Often a good take was kept over an unblemished one, as Miharo recalls. “When we did ‘In The Air’, I used a Rhodes piano that was in the studio, but I thought I’d just overdub it later because it was quite an old piece of equipment. I did re-record the part, but the take wasn’t as good so we went back to the original.”
The band also expanded their sound by bringing in string players for some tracks, with the help of Mahuia Bridgman-Cooper (The Black Quartet). At other times, they went back to basics; for example ‘Personify’ came after two hours of writer’s block, with Brad suggesting they just try a simple three funk-rock chord song in the style of Lenny Kravitz or Red Hot Chili Peppers.
Through their hard work, their gambit of writing in the studio paid off. In late 2019 they had a third December in a row with a hit album – it landed at No.5 and stayed on the charts for over a dozen weeks.
In recent years, it began to seem unlikely that a New Zealand act would ever take the top spot on the local charts again since the worldwide Spotify playlists were now so influential on listeners. It had been three years since Lorde had done it with ‘Green Light’ and even record-breakers Six60 hadn’t managed it in the meantime.
All the more stunning then that L.A.B. – an act more focused on albums than hits – were the ones to break the dry spell with their track ‘In The Air’. Its mid-tempo groove was almost understated in its simplicity, but with a rhythmic feel that couldn’t lose and was a perfect bed for Joel’s soulful vocals. The single first entered the charts just outside the Top 20 in December 2019, before creeping its way to the top spot at the end of February. The group had built a huge core fanbase, but had now leapt beyond it to reach into the wider pop world.
The growing success of L.A.B. soon had them considering what they should do beyond the three albums they’d originally planned. The group were soon arranging with LOOP to do a couple more, possibly a pair of live albums.
L.A.B.’s plans for their fourth album were delayed by the Covid-19 pandemic, but they soon found that the lack of touring bands from overseas meant that there was room for them to move up a level. Their show at Spark Arena in 2020 was publicised as the first arena show in the post-pandemic era. They were so popular as a live act that one of the tracks off their first album crept back on to the charts – ‘Controller’ dipped into the Top 40 in July and by the following year had reached No.3 (accumulating tens of millions of streams).

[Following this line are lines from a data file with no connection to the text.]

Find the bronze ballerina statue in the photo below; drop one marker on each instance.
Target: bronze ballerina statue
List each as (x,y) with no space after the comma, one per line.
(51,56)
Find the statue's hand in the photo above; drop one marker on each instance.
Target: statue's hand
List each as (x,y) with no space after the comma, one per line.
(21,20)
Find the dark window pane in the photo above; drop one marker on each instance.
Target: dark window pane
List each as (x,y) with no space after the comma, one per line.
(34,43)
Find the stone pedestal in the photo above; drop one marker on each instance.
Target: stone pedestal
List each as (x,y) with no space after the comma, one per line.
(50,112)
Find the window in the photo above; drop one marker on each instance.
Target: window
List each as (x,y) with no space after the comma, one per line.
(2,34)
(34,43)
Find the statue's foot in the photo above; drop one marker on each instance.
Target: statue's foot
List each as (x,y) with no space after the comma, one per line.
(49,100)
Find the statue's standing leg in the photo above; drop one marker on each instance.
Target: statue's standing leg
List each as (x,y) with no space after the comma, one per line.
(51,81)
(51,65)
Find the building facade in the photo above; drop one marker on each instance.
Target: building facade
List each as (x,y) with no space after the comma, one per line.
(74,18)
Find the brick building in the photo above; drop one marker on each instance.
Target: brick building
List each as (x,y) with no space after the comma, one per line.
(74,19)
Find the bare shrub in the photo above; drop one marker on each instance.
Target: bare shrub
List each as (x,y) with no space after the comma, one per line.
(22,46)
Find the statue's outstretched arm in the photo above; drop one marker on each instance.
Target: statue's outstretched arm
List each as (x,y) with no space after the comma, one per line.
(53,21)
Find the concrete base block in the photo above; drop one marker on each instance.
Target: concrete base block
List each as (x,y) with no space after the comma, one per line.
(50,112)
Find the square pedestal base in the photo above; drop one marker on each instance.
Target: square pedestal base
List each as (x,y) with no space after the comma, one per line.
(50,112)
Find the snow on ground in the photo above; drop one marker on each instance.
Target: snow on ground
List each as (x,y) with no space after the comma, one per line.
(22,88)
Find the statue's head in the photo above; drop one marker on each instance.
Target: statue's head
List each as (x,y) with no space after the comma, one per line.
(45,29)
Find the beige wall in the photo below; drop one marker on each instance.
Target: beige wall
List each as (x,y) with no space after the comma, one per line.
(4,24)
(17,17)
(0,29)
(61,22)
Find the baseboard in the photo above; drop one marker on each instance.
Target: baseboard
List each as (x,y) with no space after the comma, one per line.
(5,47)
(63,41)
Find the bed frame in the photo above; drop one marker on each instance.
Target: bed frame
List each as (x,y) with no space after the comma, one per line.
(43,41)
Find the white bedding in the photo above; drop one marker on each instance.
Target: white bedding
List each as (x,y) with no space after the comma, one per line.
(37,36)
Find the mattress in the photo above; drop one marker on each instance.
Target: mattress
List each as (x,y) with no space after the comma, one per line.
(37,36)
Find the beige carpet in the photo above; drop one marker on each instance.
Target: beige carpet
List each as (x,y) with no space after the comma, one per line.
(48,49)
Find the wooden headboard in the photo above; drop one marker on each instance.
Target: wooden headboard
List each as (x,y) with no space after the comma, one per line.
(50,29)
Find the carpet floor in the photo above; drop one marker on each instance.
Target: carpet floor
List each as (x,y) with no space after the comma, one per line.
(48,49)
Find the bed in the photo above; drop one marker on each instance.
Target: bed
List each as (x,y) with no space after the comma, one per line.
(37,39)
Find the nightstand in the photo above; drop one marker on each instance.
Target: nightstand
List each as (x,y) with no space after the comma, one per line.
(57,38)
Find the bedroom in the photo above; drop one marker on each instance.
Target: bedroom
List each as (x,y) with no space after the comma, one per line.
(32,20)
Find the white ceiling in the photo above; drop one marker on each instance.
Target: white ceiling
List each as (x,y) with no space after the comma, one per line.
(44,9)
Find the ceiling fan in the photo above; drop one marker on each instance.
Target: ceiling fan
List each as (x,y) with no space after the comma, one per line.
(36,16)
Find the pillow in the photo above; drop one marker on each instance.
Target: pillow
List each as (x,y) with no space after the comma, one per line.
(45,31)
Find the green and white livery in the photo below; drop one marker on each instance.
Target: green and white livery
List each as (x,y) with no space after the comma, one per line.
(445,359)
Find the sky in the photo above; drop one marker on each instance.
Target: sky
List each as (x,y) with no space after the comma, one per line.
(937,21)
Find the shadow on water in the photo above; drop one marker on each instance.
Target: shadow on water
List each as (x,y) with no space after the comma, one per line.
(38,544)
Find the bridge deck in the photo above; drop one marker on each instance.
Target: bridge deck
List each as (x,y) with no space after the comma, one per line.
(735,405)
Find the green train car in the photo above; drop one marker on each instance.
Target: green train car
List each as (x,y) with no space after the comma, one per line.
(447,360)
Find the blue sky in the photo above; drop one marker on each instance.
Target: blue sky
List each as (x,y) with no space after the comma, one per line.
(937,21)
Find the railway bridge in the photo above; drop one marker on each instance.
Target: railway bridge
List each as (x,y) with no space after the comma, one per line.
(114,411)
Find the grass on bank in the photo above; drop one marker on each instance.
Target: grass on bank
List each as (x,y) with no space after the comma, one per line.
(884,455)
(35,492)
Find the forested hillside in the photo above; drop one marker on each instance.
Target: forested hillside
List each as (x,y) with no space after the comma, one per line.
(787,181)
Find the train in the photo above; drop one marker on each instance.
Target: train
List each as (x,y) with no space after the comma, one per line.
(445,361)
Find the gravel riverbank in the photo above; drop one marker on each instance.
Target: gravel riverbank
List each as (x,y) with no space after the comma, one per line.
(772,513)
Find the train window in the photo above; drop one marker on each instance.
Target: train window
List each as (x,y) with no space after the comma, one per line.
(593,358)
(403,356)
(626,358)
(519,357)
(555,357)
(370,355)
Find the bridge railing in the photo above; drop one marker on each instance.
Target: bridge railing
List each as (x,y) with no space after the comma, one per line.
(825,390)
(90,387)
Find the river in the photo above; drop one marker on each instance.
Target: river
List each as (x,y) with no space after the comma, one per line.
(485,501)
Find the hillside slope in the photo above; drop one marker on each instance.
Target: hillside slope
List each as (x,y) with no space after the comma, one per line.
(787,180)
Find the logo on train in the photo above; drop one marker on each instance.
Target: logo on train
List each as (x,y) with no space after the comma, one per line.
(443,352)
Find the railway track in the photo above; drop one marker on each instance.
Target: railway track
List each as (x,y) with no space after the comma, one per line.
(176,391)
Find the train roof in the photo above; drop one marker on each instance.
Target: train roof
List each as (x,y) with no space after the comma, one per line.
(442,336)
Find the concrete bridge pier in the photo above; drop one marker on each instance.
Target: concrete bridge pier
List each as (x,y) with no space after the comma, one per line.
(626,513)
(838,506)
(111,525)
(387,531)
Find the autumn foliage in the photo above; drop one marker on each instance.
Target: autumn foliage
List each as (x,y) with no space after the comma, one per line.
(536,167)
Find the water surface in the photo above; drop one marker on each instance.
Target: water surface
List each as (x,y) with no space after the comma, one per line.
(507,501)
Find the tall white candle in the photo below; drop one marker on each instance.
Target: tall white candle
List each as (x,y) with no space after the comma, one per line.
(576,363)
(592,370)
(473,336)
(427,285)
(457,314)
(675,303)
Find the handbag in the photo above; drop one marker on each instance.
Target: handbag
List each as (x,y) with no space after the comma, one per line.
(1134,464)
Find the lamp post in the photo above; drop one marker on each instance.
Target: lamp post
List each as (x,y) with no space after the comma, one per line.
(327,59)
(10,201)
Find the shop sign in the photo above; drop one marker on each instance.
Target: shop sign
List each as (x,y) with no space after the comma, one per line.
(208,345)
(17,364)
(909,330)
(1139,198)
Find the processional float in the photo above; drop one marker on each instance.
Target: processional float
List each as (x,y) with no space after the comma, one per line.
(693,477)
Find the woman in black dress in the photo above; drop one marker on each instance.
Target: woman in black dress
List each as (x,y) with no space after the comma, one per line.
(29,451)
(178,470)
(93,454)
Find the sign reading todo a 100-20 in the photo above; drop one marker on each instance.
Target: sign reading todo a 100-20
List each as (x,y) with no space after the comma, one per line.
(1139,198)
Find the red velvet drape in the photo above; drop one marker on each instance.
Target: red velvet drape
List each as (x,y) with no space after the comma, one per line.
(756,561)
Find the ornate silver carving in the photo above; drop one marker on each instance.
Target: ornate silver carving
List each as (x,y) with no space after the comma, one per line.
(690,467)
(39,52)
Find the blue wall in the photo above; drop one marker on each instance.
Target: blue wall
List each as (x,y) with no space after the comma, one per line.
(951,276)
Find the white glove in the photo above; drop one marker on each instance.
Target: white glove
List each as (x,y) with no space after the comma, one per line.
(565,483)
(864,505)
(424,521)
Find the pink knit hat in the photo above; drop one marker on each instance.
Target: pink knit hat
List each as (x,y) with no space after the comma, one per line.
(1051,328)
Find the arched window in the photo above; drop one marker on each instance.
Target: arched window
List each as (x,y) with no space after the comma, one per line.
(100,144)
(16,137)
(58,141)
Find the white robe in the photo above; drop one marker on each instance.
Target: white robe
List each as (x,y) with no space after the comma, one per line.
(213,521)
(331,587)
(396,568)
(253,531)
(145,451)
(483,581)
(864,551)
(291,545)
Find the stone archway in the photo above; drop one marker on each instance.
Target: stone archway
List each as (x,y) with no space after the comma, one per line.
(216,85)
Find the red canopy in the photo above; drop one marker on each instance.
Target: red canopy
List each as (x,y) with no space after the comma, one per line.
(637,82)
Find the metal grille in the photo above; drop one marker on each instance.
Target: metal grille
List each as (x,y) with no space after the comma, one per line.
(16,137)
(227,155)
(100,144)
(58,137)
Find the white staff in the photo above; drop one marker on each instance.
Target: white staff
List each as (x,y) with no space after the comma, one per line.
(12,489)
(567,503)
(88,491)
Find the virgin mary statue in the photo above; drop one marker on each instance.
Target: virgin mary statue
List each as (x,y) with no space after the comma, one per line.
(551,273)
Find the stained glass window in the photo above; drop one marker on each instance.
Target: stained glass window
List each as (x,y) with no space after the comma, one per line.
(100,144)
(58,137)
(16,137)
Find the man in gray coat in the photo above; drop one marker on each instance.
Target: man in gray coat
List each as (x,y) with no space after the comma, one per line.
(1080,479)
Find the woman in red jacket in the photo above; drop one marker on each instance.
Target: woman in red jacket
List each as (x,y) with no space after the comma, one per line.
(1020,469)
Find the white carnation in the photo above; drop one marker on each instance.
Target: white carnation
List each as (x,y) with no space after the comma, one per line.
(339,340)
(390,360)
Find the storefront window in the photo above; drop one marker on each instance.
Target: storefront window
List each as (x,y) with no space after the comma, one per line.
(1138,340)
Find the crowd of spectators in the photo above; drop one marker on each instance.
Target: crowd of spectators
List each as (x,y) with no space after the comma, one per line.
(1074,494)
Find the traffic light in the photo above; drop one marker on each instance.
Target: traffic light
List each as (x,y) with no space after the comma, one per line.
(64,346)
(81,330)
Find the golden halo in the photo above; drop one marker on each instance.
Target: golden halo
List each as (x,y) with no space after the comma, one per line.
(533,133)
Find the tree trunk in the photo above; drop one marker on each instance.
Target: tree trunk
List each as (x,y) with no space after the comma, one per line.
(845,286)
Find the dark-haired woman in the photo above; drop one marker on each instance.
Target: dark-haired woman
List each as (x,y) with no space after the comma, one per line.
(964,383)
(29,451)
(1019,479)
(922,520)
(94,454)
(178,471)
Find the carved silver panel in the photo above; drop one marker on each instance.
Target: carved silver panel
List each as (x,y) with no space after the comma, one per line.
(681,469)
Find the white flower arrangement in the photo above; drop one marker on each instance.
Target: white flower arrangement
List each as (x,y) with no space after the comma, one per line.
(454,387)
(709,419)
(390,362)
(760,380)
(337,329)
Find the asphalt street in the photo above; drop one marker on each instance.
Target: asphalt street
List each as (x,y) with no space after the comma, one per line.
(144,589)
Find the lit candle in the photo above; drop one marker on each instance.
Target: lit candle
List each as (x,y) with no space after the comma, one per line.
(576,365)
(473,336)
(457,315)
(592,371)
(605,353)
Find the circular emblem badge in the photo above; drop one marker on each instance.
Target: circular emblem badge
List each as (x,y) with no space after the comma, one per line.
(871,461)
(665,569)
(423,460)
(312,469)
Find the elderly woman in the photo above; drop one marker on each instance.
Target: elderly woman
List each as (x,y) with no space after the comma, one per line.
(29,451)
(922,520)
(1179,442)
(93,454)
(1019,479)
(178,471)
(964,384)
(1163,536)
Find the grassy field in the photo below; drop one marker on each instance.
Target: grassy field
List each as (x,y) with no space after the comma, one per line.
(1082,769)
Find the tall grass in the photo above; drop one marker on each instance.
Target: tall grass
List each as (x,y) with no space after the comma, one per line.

Their sound remained unpredictable, one minute they’d be at No.1 with a reverb-heavy reggae tune (‘Why Oh Why’) then they’d suddenly divert into a classic soul number with strings (‘Yes I Do’). The fans didn’t care, with their support pushing LAB IV (2020) to the top spot, then the following year LAB V (2021) achieved the same milestone, boosted by another skanking hit, ‘Mr Reggae’. They continued to reach higher as a live act too, booking the top area of Mt Smart Stadium for a show.
L.A.B. dominated the Aotearoa Music Awards for two years running, winning the same four categories in both 2021 and 2022: Recorded Music NZ Te Pukaemi o te Tau | Album of The Year, Te Waiata Tōtahi o te Tau | Single of the Year, Te Roopu Toa | Best Group and Te Kaipuoro Taketake Toa | Best Roots Artist. They entered 2023 with ‘In The Air’ still riding high on the local singles chart.
Despite having originally planned only to do three albums, Joel says that keeping the group going into the future is a no brainer.
“I can’t see why we would stop when we’re still in such a creative spot. We had a rehearsal the other day and we sat there for three hours and jammed. We’ve still got the energy and drive in us to write and push out new material, so we’re going to keep going until we literally can’t do it anymore!”